Bilinen nefy üslubu yerine istifhamın tercih edilmesinin sebebi; istifhamda muhatabın aklını uyarmak, harekete geçirmek ve düşünmeye teşvik manası olmasıdır. (Fatma Serap Karamollaoğlu, Kur'an Işığında Belâgat Dersleri Meânî İlmi)
İsim cümlesi sübut ifade eder. İsim cümlelerinin asıl kuruluş sebebi; müsnedin, müsnedün ileyh için sabit olduğunu ifade etmektir. İsim cümlesinin haberi müfred ya da isim cümlesi olursa asıl konulduğu mana olan sübutu veya bazı karinelerle istimrarı (devamlılığı) ifade eder. İstimrar ifadesi daha çok medh ve zem durumlarında olur. (Fatma Serap Karamollaoğlu, Kur'an Işığında Belâgat Dersleri Meânî İlmi)
Burada zamir makamında الْقَارِعَةُ ‘nün zahir olarak zikredilmesi, tehdidi artırmak ve tazim için yapılmış ıtnâb sanatıdır.
Müsnedin الْ takısıyla marife gelmesi, bu vasfın mübtedada kemâl derecede olduğunu ifade eder.
مَا الْقَارِعَةُ ’deki الْقَارِعَةُ kelimesi ise haber olup merfudur.
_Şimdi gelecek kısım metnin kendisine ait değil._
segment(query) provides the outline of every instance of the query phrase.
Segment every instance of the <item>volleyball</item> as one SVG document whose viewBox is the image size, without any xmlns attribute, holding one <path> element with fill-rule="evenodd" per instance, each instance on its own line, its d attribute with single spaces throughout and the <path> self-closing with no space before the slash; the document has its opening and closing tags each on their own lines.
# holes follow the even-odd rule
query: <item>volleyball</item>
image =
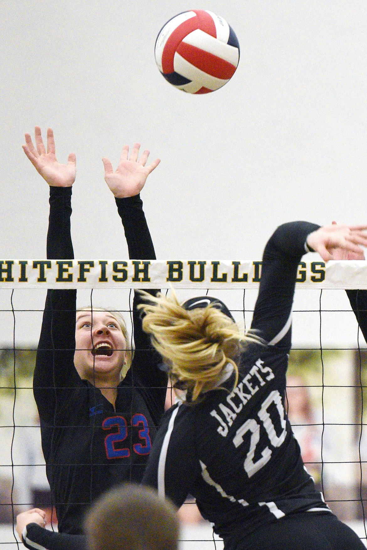
<svg viewBox="0 0 367 550">
<path fill-rule="evenodd" d="M 222 17 L 193 9 L 175 15 L 162 28 L 155 54 L 160 71 L 175 87 L 189 94 L 208 94 L 233 76 L 239 45 Z"/>
</svg>

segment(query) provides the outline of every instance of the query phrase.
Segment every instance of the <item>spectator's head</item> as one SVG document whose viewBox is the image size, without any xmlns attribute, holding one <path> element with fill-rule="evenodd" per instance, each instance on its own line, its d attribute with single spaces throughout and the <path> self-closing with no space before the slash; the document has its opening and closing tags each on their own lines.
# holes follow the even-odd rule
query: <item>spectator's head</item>
<svg viewBox="0 0 367 550">
<path fill-rule="evenodd" d="M 176 511 L 151 489 L 129 484 L 114 488 L 87 515 L 88 546 L 90 550 L 177 550 Z"/>
<path fill-rule="evenodd" d="M 302 419 L 307 423 L 312 424 L 314 414 L 311 395 L 302 377 L 287 376 L 287 400 L 288 415 L 291 422 Z"/>
</svg>

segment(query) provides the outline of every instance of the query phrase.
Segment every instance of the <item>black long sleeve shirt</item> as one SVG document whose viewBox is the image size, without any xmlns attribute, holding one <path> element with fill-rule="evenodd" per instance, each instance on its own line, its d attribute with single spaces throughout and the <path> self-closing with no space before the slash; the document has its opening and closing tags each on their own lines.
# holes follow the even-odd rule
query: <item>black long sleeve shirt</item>
<svg viewBox="0 0 367 550">
<path fill-rule="evenodd" d="M 71 188 L 50 188 L 47 258 L 73 258 Z M 139 196 L 116 199 L 130 257 L 155 259 Z M 164 412 L 167 375 L 133 305 L 135 351 L 117 388 L 116 410 L 74 365 L 76 292 L 47 292 L 34 377 L 47 478 L 58 529 L 79 534 L 86 509 L 124 481 L 140 481 Z"/>
</svg>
Râzi, اَلْقَارِعَةُۙ مَا الْقَارِعَةُۚ cümlesinin îrabını yaparken burada bir tahzir olduğunu beyan eder. Müfessir, ‘’Sakın kendini, aslan var aslan’’ örneğinde olduğu gibi tahzirin, hem nasb ile الأسد الأسد diye, hem de ref ile ألأسدُ ألأسدُ şeklinde olmasın caiz olduğunu beyan eder. Buna göre anlam şöyle olur: Sakının kendinizi kâria var, Çok korkunç kâria. Öyle bir kâria ki, onun ne büyük olduğunu görmeyince aklî yeteneğinizle bilemezsiniz. (İzzet Doğan, Kâria Sûresi, Gramatik, Edebî Ve Analitik Yorumu)
مَا الْقَارِعَةُ ayetinde zamir yerine açık isim getirilmesi korkutma ve dehşet ifade etmesi içindir. (Safvetü’t Tefâsir, Âşûr)
Bu kelam, da, kıyametin korkunçluğunu ve dehşetini tekid etmek üzere onun, insanların bilgi dairesinin dışında bir hadise olduğunu beyan eder. Yani, kıyamet hadisesi o kadar muazzam ve şiddeti, o kadar ağırdır ki, kimsenin idraki buna erişmez ki onu hakkıyla sana anlatsın. (Ebüssuûd)
Bu ayette اَلْقَارِعَةُ kelimesinin yerine zamir koymak mümkünken, o günün korkunçluğuna işaret etmesi için kelime tekid için aynen tekrar edilmiştir. (Rûhu’l Beyan)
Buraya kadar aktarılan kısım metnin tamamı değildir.